Aktualnie, brazylijski mistrz najlżejszej męskiej dywizji wagowej – Deiveson Figueiredo sposobi się do rewanżowej potyczki z Brandonem Moreno, która zaplanowana jest jako co-main event numerowanej gali UFC 263, która odbędzie się już 12 czerwca. „Bóg Wojny” wypowiedział się jednak o potencjalnych zestawieniach z dwoma byłymi mistrzami kategorii muszej – Demetriousie Johnsonie oraz Henrym Cejudo, będąc pewnym swoich umiejętności w obu potyczkach.

Brazylijczyk wierzy, że „Triple C” wkrótce powróci z emerytury, którą ogłosił nieco ponad rok temu, broniąc pasa przeciwko Dominickowi Cruzowi. Aktualny czempion stwierdził nawet, że gdyby Henry’emu nie chciało się już ścinać wagi do limitu dywizji muszej, ten z chęcią stoczyłby z nim walkę w kategorii koguciej.

Myślę, że już wkrótce [Cejudo] ponownie zawalczy. Może nie w kategorii muszej, która jest moją dywizją. Może w koguciej albo piórkowej. Nie sądzę, by miał odpowiednie rozmiary, aby konkurować z zawodnikami kategorii piórkowej, ale mam nadzieję, że moja pierwsza walka w dywizji koguciej będzie naprzeciwko niego. Mam nadzieję, że zgodzi się ze mną walczyć, a Dana zapłaci nam fajną kasę. Możecie być pewni, że byłaby to walka wieczoru.

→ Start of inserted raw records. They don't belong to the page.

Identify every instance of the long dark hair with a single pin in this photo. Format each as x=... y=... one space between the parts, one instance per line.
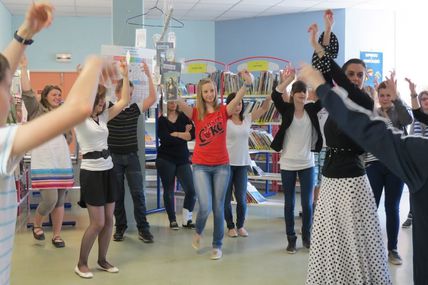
x=44 y=95
x=298 y=86
x=230 y=98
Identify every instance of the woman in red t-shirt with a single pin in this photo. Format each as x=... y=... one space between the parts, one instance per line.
x=210 y=160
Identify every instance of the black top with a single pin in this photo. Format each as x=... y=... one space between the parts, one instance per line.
x=287 y=113
x=122 y=138
x=343 y=157
x=172 y=148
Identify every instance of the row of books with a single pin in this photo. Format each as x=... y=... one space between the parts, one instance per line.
x=260 y=140
x=263 y=83
x=271 y=115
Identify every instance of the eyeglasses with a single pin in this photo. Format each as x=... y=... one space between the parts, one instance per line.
x=360 y=75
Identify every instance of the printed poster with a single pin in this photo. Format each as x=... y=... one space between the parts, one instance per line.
x=136 y=73
x=374 y=62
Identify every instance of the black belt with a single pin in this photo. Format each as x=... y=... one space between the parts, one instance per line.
x=105 y=153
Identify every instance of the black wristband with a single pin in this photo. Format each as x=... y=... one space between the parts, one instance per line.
x=21 y=40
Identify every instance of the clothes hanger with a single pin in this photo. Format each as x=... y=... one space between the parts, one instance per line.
x=154 y=8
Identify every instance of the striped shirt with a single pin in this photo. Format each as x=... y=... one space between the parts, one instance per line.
x=8 y=201
x=122 y=137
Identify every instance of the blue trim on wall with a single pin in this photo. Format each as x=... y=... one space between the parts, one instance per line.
x=283 y=36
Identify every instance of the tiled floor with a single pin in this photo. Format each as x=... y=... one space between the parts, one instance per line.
x=258 y=259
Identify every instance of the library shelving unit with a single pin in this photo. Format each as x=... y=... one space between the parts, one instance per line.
x=267 y=68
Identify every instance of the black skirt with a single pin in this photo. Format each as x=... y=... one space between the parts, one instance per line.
x=97 y=188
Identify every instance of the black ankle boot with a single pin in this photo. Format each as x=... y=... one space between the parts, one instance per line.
x=291 y=247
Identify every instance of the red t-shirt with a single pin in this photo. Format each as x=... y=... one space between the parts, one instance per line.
x=210 y=142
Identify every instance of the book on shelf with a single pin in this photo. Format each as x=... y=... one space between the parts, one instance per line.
x=263 y=83
x=271 y=115
x=253 y=195
x=171 y=79
x=260 y=140
x=254 y=169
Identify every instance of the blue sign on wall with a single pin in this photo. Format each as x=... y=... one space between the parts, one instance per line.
x=374 y=62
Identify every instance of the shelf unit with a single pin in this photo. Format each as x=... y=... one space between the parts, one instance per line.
x=272 y=177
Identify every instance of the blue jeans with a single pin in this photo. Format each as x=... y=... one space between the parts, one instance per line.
x=306 y=178
x=211 y=187
x=129 y=165
x=381 y=178
x=168 y=170
x=238 y=181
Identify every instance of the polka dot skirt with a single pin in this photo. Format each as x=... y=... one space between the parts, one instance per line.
x=331 y=50
x=347 y=245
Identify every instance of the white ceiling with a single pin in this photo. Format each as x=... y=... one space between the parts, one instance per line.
x=208 y=10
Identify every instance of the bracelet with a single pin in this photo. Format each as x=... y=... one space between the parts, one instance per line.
x=21 y=40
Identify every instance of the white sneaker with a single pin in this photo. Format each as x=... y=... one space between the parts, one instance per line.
x=196 y=241
x=216 y=254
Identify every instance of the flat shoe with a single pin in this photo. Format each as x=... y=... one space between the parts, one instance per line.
x=86 y=275
x=58 y=242
x=113 y=269
x=40 y=236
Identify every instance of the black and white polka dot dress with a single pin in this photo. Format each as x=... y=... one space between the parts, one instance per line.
x=347 y=245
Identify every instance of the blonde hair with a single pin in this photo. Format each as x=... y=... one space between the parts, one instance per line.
x=200 y=102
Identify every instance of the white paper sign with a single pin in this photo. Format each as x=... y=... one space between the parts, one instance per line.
x=140 y=38
x=136 y=73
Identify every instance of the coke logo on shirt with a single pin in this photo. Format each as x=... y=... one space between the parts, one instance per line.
x=209 y=132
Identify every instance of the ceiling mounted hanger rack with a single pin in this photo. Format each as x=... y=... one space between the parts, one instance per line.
x=177 y=23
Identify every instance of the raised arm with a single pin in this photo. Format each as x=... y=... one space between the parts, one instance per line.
x=25 y=80
x=76 y=108
x=255 y=115
x=185 y=108
x=403 y=114
x=328 y=27
x=124 y=97
x=28 y=97
x=413 y=94
x=277 y=96
x=38 y=16
x=151 y=99
x=400 y=154
x=241 y=92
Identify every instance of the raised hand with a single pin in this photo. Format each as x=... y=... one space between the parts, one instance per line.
x=288 y=74
x=38 y=17
x=391 y=85
x=311 y=76
x=246 y=76
x=328 y=20
x=123 y=67
x=110 y=72
x=188 y=127
x=412 y=86
x=146 y=69
x=313 y=36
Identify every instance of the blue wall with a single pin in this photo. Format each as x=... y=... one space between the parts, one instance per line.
x=79 y=36
x=283 y=36
x=5 y=26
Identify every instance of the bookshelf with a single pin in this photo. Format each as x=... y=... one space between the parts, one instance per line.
x=267 y=74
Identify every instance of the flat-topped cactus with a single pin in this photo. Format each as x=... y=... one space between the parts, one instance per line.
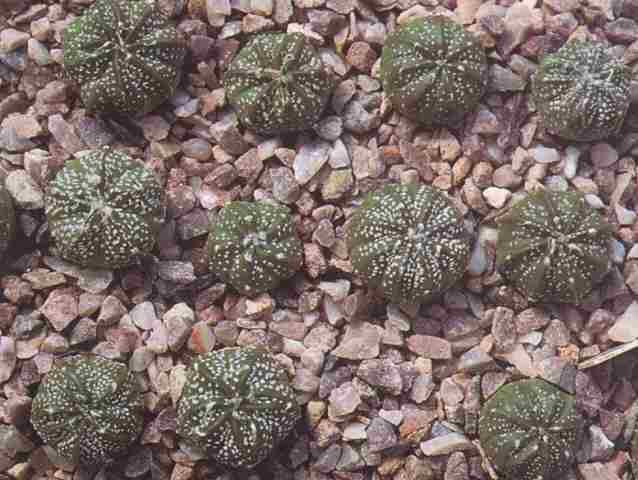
x=125 y=55
x=254 y=246
x=88 y=409
x=278 y=84
x=553 y=247
x=104 y=209
x=530 y=430
x=408 y=242
x=582 y=92
x=433 y=71
x=237 y=405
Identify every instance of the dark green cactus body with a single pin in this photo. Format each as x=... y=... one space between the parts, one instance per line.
x=408 y=242
x=278 y=84
x=125 y=55
x=582 y=92
x=553 y=247
x=530 y=430
x=104 y=209
x=254 y=246
x=237 y=405
x=89 y=409
x=433 y=71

Figueiredo ocenił także pierwszego i najdłużej panującego mistrza kategorii muszej UFC – wspomnianego Demetriousa Johnsona, który po przegranej rewanżowej potyczce z Cejudo zdecydował się wyruszyć na podbój organizacji ONE Championship, gdzie w kwietniu toczył bój o pas, ponosząc pierwszą w karierze porażkę przez nokaut z kolana Adriano Moraesa. Deiveson był zaskoczony takim obrotem spraw.

Byłem zaskoczony jego przegraną z Adriano Moraesem. Jest bardzo wszechstronnym gościem. Nie wiesz, czy będzie miał zamiar wymieniać z tobą ciosy czy będzie chciał cię sprowadzić. Ten Brazylijczyk miał dobry gameplan. Stale na niego napierał, nie dając Johnsonowi możliwości na sprowadzenie go do parteru. Następnie, trafił go dobrym ciosem. Cios doszedł i zgasił mu światło. „Mała Myszka” została pozbawiona przytomności.

Jak zatem aktualny mistrz widziałby siebie naprzeciwko obu omówionych zawodników?

Henry Cejudo zostałby przeze mnie znokautowany, Demetrious Johnson zostałby poddany. Złapałbym ich obu.

Ostatni raz, Figueiredo zameldował się w oktagonie organizacji UFC w grudniu zeszłego roku, gdzie po fenomenalnej walce większościowo zremisował z Brandonem Moreno. Z pewnością pojedynek rewanżowy z Meksykaninem odpowie na wiele nurtujących fanów kwestii dotyczących choćby problemów z obroną sprowadzeń u aktualnego mistrza.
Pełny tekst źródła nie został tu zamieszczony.